Comparison between several large cross-domain, freely accessible knowledge graphs (KGs): DBpedia, Freebase, OpenCyc, Wikidata and YAGO. This study provides data quality criteria against which KGs can be analysed, and proposes a framework for finding the KG best suited to a given context.
- G. Amaral, A. Piscopo, L. A. Kaffee, O. Rodrigues et E. Simperl, « Assessing the quality of sources in Wikidata across languages: a hybrid approach », Journal of Data and Information Quality (JDIQ), 13(4), 2021, p. 1-35.
Wikidata content must be supported by credible references; this is particularly important, as Wikidata explicitly encourages editors to add claims that are not widely agreed, as long as they are corroborated by references. Nevertheless, despite this essential link between content and references, Wikidata's ability to systematically assess and guarantee the quality of its references remains limited.
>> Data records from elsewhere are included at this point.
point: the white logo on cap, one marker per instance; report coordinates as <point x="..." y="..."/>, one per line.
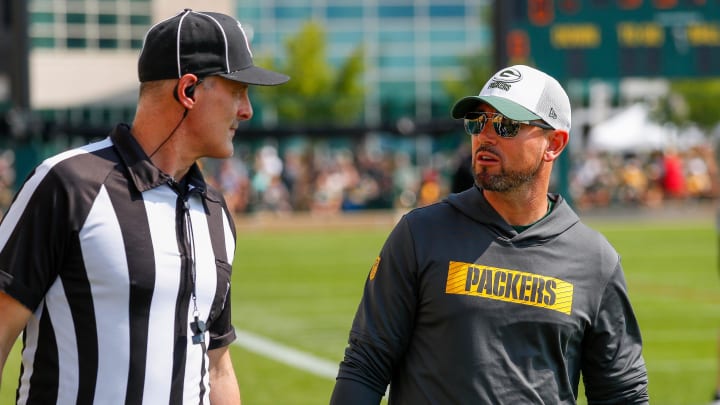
<point x="508" y="76"/>
<point x="247" y="44"/>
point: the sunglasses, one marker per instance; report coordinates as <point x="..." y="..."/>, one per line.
<point x="504" y="126"/>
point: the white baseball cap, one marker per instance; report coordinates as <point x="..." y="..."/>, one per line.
<point x="522" y="93"/>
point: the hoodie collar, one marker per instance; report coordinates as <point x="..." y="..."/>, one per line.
<point x="472" y="203"/>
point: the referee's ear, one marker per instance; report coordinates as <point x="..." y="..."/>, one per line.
<point x="557" y="141"/>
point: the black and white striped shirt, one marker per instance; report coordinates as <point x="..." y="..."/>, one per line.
<point x="100" y="244"/>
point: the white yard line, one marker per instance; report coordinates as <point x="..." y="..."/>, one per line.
<point x="286" y="355"/>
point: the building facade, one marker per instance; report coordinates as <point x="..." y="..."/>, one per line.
<point x="83" y="53"/>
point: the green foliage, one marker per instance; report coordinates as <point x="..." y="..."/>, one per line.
<point x="476" y="69"/>
<point x="691" y="101"/>
<point x="317" y="93"/>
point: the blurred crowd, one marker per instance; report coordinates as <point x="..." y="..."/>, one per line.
<point x="645" y="179"/>
<point x="333" y="180"/>
<point x="355" y="179"/>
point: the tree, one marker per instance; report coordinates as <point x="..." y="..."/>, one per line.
<point x="477" y="69"/>
<point x="317" y="92"/>
<point x="692" y="101"/>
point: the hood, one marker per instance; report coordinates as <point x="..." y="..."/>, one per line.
<point x="472" y="203"/>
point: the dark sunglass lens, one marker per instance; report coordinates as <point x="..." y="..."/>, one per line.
<point x="506" y="127"/>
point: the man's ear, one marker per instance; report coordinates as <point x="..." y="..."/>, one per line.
<point x="557" y="142"/>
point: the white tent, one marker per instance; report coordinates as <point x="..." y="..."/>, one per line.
<point x="629" y="130"/>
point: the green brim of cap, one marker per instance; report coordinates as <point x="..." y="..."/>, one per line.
<point x="504" y="106"/>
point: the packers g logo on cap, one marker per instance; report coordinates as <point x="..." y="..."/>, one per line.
<point x="509" y="75"/>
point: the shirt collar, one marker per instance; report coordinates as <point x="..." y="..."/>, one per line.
<point x="143" y="173"/>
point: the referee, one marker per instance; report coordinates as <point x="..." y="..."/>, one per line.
<point x="115" y="257"/>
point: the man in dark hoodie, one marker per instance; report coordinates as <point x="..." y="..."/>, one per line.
<point x="498" y="294"/>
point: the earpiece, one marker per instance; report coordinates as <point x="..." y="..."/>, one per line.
<point x="190" y="90"/>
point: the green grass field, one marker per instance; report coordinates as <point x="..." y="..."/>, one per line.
<point x="300" y="287"/>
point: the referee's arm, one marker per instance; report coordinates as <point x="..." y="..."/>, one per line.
<point x="13" y="318"/>
<point x="224" y="389"/>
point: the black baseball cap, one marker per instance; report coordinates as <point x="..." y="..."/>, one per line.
<point x="204" y="44"/>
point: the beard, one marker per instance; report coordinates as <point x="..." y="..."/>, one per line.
<point x="506" y="180"/>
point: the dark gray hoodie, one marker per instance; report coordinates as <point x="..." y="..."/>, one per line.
<point x="460" y="308"/>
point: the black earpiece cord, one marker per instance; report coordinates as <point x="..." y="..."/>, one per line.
<point x="171" y="133"/>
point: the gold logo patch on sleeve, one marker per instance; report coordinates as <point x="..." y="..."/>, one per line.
<point x="510" y="286"/>
<point x="373" y="270"/>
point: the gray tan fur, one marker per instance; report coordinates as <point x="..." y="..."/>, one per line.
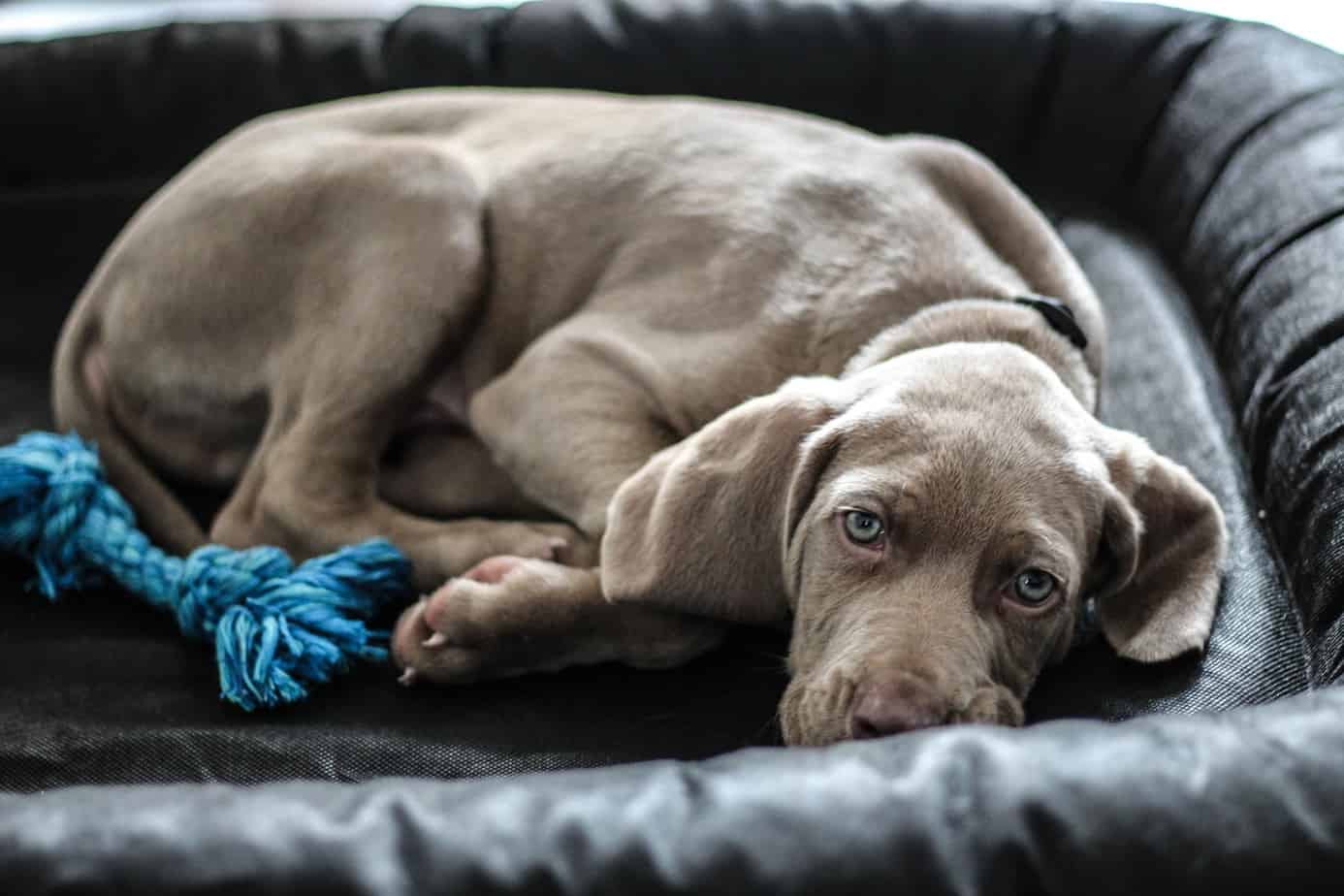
<point x="616" y="372"/>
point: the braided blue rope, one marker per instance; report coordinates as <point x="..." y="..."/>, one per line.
<point x="277" y="627"/>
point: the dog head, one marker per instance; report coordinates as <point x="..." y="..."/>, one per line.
<point x="932" y="527"/>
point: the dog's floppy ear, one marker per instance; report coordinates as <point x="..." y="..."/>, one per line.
<point x="699" y="528"/>
<point x="1160" y="555"/>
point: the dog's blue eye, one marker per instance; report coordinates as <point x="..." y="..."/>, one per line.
<point x="1034" y="586"/>
<point x="863" y="527"/>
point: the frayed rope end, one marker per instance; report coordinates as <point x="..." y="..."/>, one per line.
<point x="278" y="629"/>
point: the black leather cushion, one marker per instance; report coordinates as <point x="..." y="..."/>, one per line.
<point x="1194" y="168"/>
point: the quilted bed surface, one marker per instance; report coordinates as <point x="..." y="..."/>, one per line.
<point x="1197" y="170"/>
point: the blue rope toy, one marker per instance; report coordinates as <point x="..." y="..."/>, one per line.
<point x="278" y="629"/>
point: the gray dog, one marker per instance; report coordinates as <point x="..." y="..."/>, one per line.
<point x="619" y="372"/>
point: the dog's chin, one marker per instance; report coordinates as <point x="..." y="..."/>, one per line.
<point x="816" y="715"/>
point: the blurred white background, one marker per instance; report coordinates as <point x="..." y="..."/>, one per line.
<point x="1319" y="20"/>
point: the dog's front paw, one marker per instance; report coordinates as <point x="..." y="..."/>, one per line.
<point x="507" y="616"/>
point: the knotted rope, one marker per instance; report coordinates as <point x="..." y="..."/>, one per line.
<point x="278" y="629"/>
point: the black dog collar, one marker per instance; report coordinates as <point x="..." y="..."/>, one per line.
<point x="1059" y="316"/>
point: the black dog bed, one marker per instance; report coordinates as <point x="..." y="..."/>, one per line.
<point x="1197" y="170"/>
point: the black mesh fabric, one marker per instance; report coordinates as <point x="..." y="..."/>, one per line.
<point x="1194" y="168"/>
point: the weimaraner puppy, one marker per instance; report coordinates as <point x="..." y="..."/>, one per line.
<point x="617" y="372"/>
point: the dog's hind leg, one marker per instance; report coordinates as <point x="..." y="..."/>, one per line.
<point x="394" y="274"/>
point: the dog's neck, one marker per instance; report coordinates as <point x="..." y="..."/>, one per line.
<point x="984" y="320"/>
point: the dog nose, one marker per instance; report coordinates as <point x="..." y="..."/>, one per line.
<point x="894" y="705"/>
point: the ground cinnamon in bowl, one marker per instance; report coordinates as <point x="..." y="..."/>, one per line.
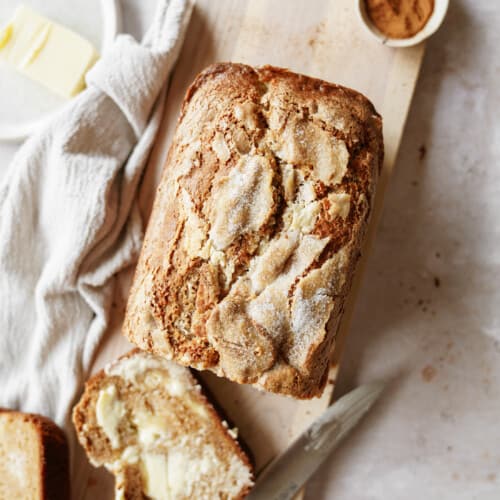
<point x="399" y="18"/>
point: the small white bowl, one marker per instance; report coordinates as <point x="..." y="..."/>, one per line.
<point x="433" y="23"/>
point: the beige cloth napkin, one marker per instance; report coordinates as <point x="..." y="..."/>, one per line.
<point x="69" y="219"/>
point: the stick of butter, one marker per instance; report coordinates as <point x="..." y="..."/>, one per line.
<point x="46" y="52"/>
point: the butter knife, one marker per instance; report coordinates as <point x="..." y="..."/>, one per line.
<point x="288" y="473"/>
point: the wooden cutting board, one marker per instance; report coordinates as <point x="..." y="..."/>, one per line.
<point x="320" y="38"/>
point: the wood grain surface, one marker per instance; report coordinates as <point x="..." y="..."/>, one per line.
<point x="324" y="39"/>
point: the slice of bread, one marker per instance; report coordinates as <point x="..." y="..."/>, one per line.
<point x="147" y="421"/>
<point x="33" y="458"/>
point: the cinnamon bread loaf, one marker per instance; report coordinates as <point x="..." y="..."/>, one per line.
<point x="256" y="227"/>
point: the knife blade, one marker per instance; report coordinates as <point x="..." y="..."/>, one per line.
<point x="289" y="472"/>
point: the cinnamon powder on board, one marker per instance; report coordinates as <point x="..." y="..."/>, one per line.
<point x="399" y="18"/>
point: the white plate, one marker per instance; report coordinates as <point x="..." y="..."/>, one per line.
<point x="24" y="104"/>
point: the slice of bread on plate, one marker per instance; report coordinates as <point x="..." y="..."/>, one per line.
<point x="33" y="458"/>
<point x="148" y="422"/>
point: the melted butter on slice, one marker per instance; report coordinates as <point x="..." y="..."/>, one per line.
<point x="5" y="34"/>
<point x="109" y="412"/>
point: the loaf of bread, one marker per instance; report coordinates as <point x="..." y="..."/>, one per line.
<point x="147" y="421"/>
<point x="256" y="227"/>
<point x="33" y="458"/>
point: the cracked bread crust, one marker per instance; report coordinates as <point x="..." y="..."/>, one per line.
<point x="256" y="227"/>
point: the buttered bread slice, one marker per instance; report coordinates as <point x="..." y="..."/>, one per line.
<point x="147" y="421"/>
<point x="34" y="463"/>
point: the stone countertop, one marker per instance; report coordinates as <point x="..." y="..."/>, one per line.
<point x="428" y="315"/>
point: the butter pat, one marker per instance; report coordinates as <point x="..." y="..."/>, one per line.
<point x="109" y="411"/>
<point x="46" y="52"/>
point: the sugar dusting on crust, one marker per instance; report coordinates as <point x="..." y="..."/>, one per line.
<point x="243" y="202"/>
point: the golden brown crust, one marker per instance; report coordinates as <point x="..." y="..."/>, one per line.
<point x="52" y="456"/>
<point x="99" y="448"/>
<point x="257" y="226"/>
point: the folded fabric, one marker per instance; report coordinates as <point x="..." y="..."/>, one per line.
<point x="69" y="219"/>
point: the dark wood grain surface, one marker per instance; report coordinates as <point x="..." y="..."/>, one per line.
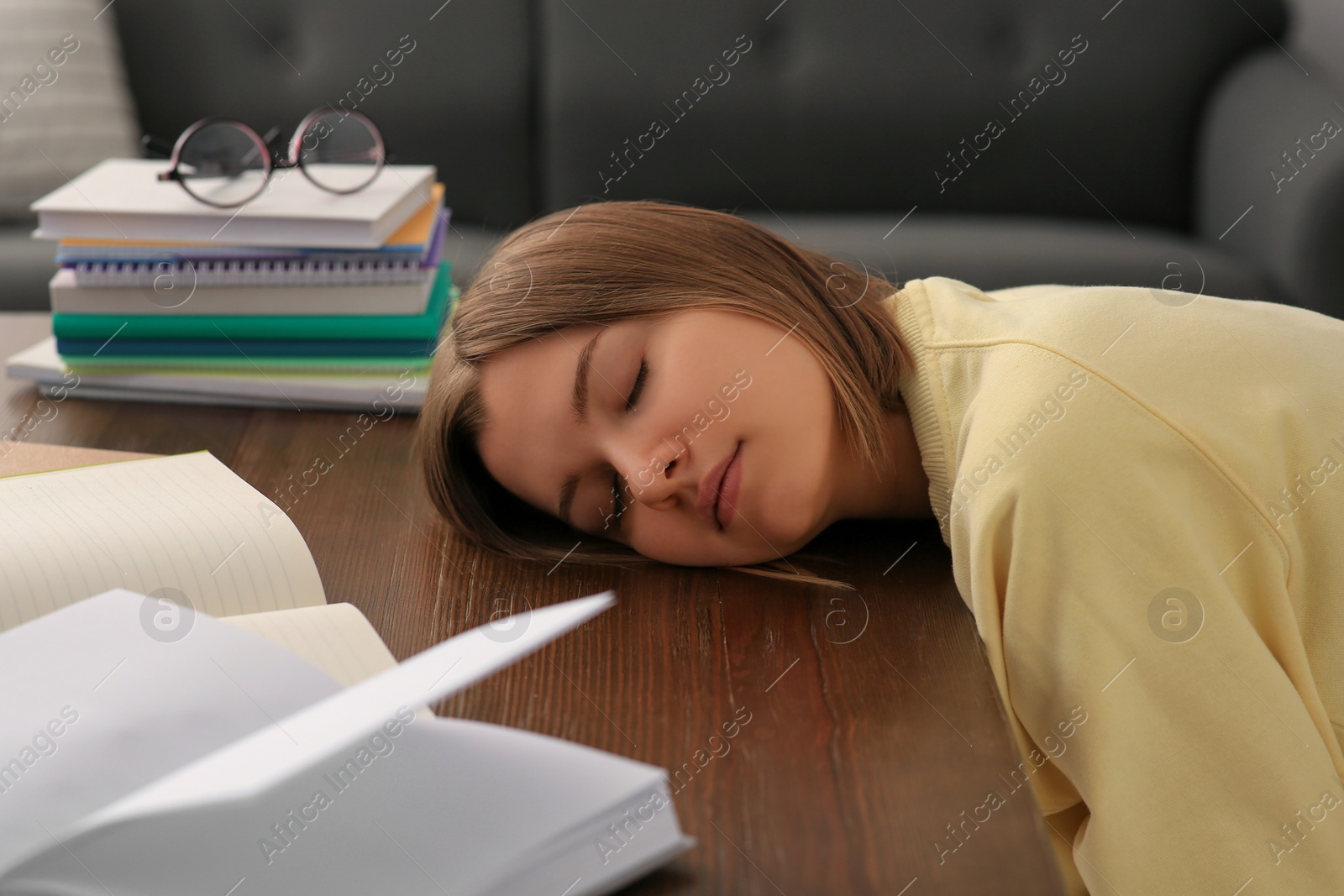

To this end, this mixed-methods study determines the relevance, accessibility and authority of Wikidata references, at scale and in different languages, using online crowdsourcing, descriptive statistics and machine learning.
- A. Piscopo, C. Phethean et E. Simperl, « What makes a good collaborative knowledge graph: group composition and quality in wikidata », In Social Informatics: 9th International Conference, SocInfo 2017, Oxford, UK, September 13-15, 2017, Proceedings, Part I 9, p. 305-322.
The collaborative production processes in Wikidata have not yet been explored. It is essential to understand them in order to prevent potentially harmful community dynamics and ensure the long-term viability of the project. This regression analysis examines how the contribution of different types of users, namely robots and human editors, both registered and anonymous, affects the quality of output in Wikidata. In addition, this study examines the effects of length of employment and diversity of interests among registered users. Its results show that a balanced contribution of bots and human editors has a positive influence on the quality of results, whereas a high number of anonymous edits can adversely affect performance. Seniority and diversity of interests within the groups also lead to better quality. These results may be useful for identifying and dealing with groups likely to perform less well in Wikidata. Further work should analyse in detail the respective contributions of robots and registered users.